Majestic Ruins: Phoenix's First Baptist Church and More
A couple of years ago, I telephoned one of my editors to ask where Ikea was located.
"You just wrote a feature about it," she said. "Don't go all Stephen Glass on me. You have been there, haven't you?"
I had. But even when I've visited a place before, I can never remember where anything is in this town — anything that isn't an abandoned building, that is.
Lately, my favorite is the First Baptist Church (302 W. Monroe St.), with its stunning stone columns, Italian Gothic details, and arched doorways. Built in 1929, the church's design usually is credited to local architecture firm Fitzhugh and Byron. But those guys only supervised the construction of the church, which was designed by architect George Merrill from the New York-based Department of Architecture of the American Baptist Home Mission Society. The church has oddly Moderne touches — clean lines, a large porthole window, and less filigree than one would expect to find in a Gothic church.
The place is a majestic ruin. Its interior was gutted in a fire in the early '90s, and the church has no roof. This beautiful building was saved from demolition by some quick thinking on the part of former Mayor Terry Goddard, who had what was left of the structure placed on the National Register of Historic Places. But 20 years later, it remains empty and unused.
So does the Hayden Flour Mill (100 N. Mill Ave. in Tempe) — although apparently not for long. A couple of years ago, I reported that a commercial developer had submitted plans to the city of Tempe proposing a mixed-use development that would include a hotel, retail, and condos on the site of the historic mill. A few years before that, there were plans afoot to turn the mill's silos into upscale lofts. Both plans were okayed, and both fell apart, in part because of an ongoing excavation of the mill site, where archeologists are uncovering Indian artifacts and the canal that powered the mill 100 years ago.
But now the city has turned the boarded-up eyesore over to something called Downtown Tempe Community Inc., which says it will manage the property as a public gathering space and ad hoc Tempe history museum. The proposed not-for-profit space will operate as a public park, where outdoor concerts and weddings can take place.
I liked the other ideas better.
Sometimes, my ennui about an abandoned building is less about the structure and more about its landmark status — like Beef Eaters Restaurant (300 W. Camelback Road). Beef Eaters has been shuttered for a decade now, but rumors are once again swirling that this kitschy steak joint is about to reopen.
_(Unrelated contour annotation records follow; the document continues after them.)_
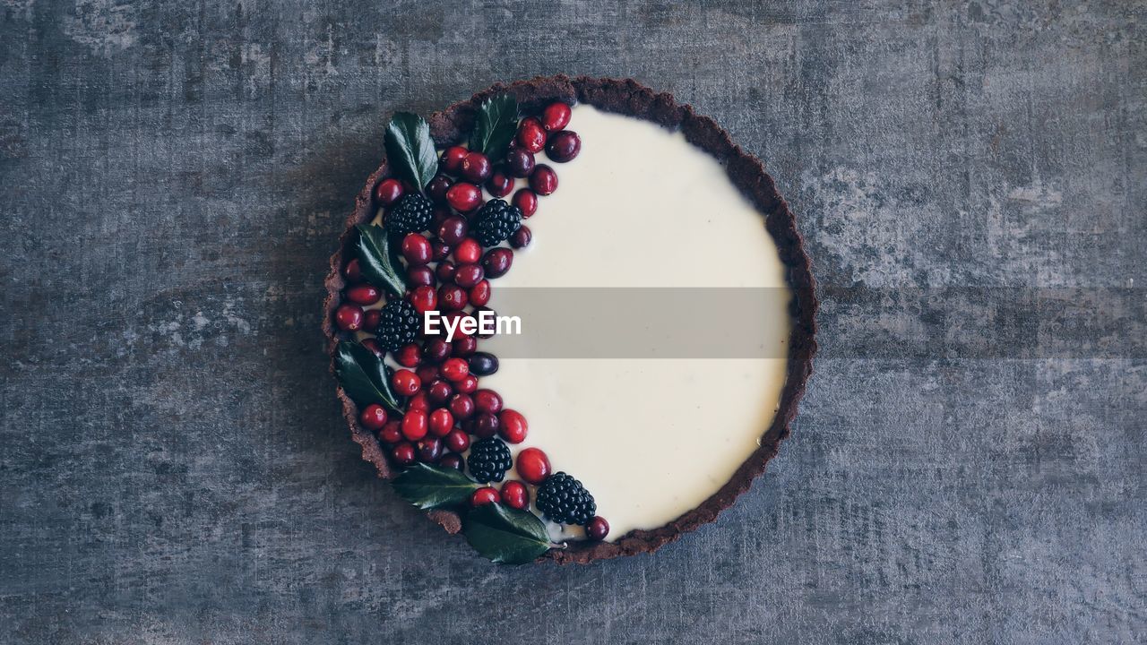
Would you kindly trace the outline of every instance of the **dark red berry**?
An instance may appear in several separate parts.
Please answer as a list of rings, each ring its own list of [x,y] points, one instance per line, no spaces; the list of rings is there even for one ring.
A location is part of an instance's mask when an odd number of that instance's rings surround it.
[[[549,458],[537,448],[526,448],[517,453],[517,475],[535,485],[549,476]]]
[[[530,188],[539,195],[552,194],[557,189],[557,173],[548,165],[539,163],[530,173]],[[522,211],[522,215],[525,215],[525,211]]]
[[[335,324],[344,332],[358,332],[362,328],[362,308],[350,303],[338,305]]]

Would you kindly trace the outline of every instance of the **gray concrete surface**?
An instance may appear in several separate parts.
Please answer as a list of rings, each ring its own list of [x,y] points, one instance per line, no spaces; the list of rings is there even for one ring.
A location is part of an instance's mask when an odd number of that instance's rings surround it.
[[[1144,17],[0,1],[0,642],[1142,642]],[[718,523],[498,568],[359,460],[321,277],[383,115],[556,72],[674,92],[767,161],[824,351]],[[1045,325],[846,297],[905,286],[1126,300]],[[1060,349],[1009,356],[1033,334]]]

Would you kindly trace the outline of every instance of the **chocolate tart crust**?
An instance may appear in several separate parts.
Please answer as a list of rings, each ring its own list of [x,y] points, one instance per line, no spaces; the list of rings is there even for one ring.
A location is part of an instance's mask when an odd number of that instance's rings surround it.
[[[570,542],[565,549],[551,549],[538,561],[555,560],[560,564],[586,564],[594,560],[651,553],[673,542],[682,534],[717,519],[752,480],[765,472],[768,460],[777,454],[778,446],[789,435],[789,426],[796,415],[797,404],[804,395],[805,383],[812,373],[812,357],[817,352],[817,298],[816,280],[811,261],[804,251],[796,219],[788,204],[778,194],[773,178],[765,172],[759,160],[733,143],[725,130],[690,106],[678,103],[671,94],[654,92],[633,79],[588,78],[567,76],[538,77],[512,84],[497,84],[478,92],[466,101],[460,101],[428,118],[430,133],[439,147],[452,146],[466,140],[474,124],[474,115],[481,102],[493,94],[509,92],[517,98],[523,112],[536,112],[553,101],[588,103],[598,109],[651,121],[671,130],[680,130],[686,139],[708,151],[725,165],[729,180],[763,213],[765,227],[777,242],[781,262],[788,269],[789,286],[794,298],[791,306],[793,332],[789,336],[788,378],[781,391],[780,409],[773,422],[762,435],[760,446],[744,460],[716,494],[696,508],[685,513],[668,524],[651,530],[633,530],[615,542]],[[354,200],[354,210],[346,219],[346,228],[340,238],[338,251],[330,257],[330,271],[326,279],[327,296],[323,303],[322,333],[327,337],[334,372],[335,347],[341,332],[335,327],[334,311],[342,303],[345,287],[342,272],[343,257],[351,254],[354,225],[369,222],[375,213],[372,201],[374,186],[389,174],[385,158],[382,165],[367,179]],[[343,418],[350,426],[351,436],[362,449],[362,459],[377,468],[379,476],[391,479],[397,473],[387,463],[379,441],[358,422],[358,407],[337,388],[343,405]],[[461,518],[451,511],[427,513],[442,524],[447,533],[461,530]]]

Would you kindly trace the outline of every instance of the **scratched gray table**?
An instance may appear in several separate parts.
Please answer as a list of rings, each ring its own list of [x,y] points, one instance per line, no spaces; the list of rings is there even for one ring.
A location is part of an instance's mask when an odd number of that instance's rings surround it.
[[[0,642],[1141,642],[1145,3],[1082,5],[0,2]],[[360,461],[321,279],[387,112],[557,72],[766,160],[822,351],[718,523],[498,568]]]

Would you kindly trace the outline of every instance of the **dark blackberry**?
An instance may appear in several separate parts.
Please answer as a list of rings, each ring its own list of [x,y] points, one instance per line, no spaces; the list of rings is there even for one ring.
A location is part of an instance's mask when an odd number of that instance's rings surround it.
[[[379,328],[375,334],[382,349],[395,351],[413,343],[414,339],[419,337],[421,327],[422,319],[411,303],[405,300],[392,300],[380,311]]]
[[[470,476],[482,483],[487,483],[502,481],[506,471],[513,466],[513,461],[506,442],[498,437],[490,437],[470,446],[470,456],[466,458],[466,465],[470,468]]]
[[[474,215],[470,234],[483,247],[493,247],[510,235],[522,225],[522,209],[512,207],[505,200],[490,200]]]
[[[560,524],[584,524],[598,513],[598,504],[590,491],[565,473],[546,477],[533,503],[543,515]]]
[[[392,209],[387,212],[387,231],[397,235],[421,233],[430,227],[434,218],[434,204],[421,193],[404,195]]]

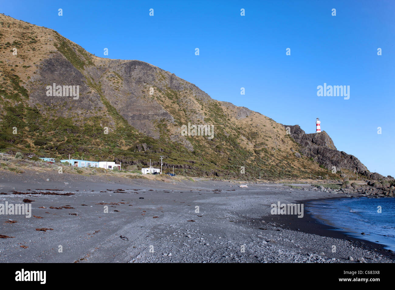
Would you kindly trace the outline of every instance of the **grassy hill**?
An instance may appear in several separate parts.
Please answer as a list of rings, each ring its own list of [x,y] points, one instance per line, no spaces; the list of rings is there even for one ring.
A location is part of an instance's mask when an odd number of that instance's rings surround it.
[[[98,57],[56,31],[2,14],[0,26],[0,151],[139,167],[150,159],[159,166],[162,155],[164,171],[174,166],[190,176],[339,177],[297,157],[300,145],[281,124],[213,99],[174,74]],[[79,98],[47,96],[54,83],[79,86]],[[181,135],[188,122],[213,125],[214,137]]]

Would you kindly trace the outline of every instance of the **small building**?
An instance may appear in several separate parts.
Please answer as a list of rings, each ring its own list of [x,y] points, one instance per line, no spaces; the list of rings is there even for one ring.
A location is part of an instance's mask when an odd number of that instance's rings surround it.
[[[158,173],[160,173],[160,169],[158,168],[152,168],[152,167],[141,168],[141,173],[143,174],[148,174],[149,173],[152,174],[155,172]]]
[[[118,170],[121,170],[120,164],[115,164],[115,162],[112,162],[108,161],[99,161],[99,167],[100,168],[104,168],[106,169],[111,169],[112,170],[115,167],[118,167]]]
[[[98,167],[99,162],[96,161],[88,161],[80,160],[78,159],[65,159],[60,160],[62,163],[67,162],[72,166],[78,167]]]
[[[29,156],[30,157],[30,156]],[[44,161],[46,161],[47,162],[49,162],[49,163],[55,163],[55,159],[53,158],[49,158],[47,157],[40,157],[40,159],[43,159]]]

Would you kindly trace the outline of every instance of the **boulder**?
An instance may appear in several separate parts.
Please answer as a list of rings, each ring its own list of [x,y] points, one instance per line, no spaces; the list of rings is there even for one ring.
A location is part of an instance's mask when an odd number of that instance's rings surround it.
[[[353,182],[351,183],[351,186],[356,189],[359,187],[359,185],[356,182]]]
[[[342,184],[342,188],[347,188],[350,187],[351,186],[351,185],[350,184],[349,181],[345,181]]]
[[[373,186],[376,188],[382,188],[383,185],[378,181],[376,181],[373,184]]]
[[[383,181],[382,184],[383,185],[383,187],[384,188],[389,188],[389,183],[387,181],[387,180]]]

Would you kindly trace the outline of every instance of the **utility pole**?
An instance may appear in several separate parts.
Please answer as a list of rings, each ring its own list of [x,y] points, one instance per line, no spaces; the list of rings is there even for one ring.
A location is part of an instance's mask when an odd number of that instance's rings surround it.
[[[161,155],[159,157],[160,157],[160,174],[162,174],[162,165],[163,164],[162,159],[164,157],[164,156],[163,156],[163,155]]]

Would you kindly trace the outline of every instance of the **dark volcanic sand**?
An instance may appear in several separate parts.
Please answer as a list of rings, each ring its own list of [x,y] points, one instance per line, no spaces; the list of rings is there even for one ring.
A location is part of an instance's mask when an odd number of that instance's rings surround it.
[[[356,262],[347,260],[349,256],[367,262],[393,262],[366,243],[333,236],[341,234],[325,230],[305,212],[299,219],[270,215],[270,205],[279,201],[305,202],[344,194],[238,185],[201,179],[173,183],[116,174],[0,171],[0,192],[52,189],[74,194],[0,195],[0,203],[35,200],[30,204],[32,215],[39,217],[0,215],[0,235],[14,237],[0,238],[0,262]],[[104,212],[105,206],[108,213]],[[280,224],[288,221],[292,227],[262,222],[263,216]],[[6,223],[9,219],[17,222]],[[53,230],[36,229],[40,228]],[[331,251],[333,245],[335,253]]]

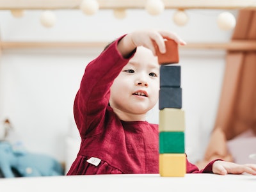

Jay Newton's popular steak and seafood restaurant opened in 1961 and was a downtown mainstay for 40 years. So sentimental are locals about this swanky supper club that the place even has its own (largely inactive) Facebook page (www.facebook.com/SaveBeefEaters) devoted to tracking its sale and possible resurrection. The exterior isn't much to look at, thanks to a solid but unattractive renovation in the late '70s, but the inside? Wow. Leather banquettes and oak-paneled walls and all that King Arthur paraphernalia, right down to a giant suit of armor over in the corner.
According to local legend, all this gorgeous junk is still in there — but may be about to be relocated, if Changing Hands Bookstore takes over the space. The Tempe bookstore has been shopping for a Phoenix location, and for a while it was rumored that the company would move into the old Circles Records and Tapes building (800 N. Central Aven.) — another old beauty that's lying in wait for someone to notice it and bring it back to life.
Of course, once someone does rehab Circles — or any of the other abandoned buildings around town — I'll probably just drive right on by.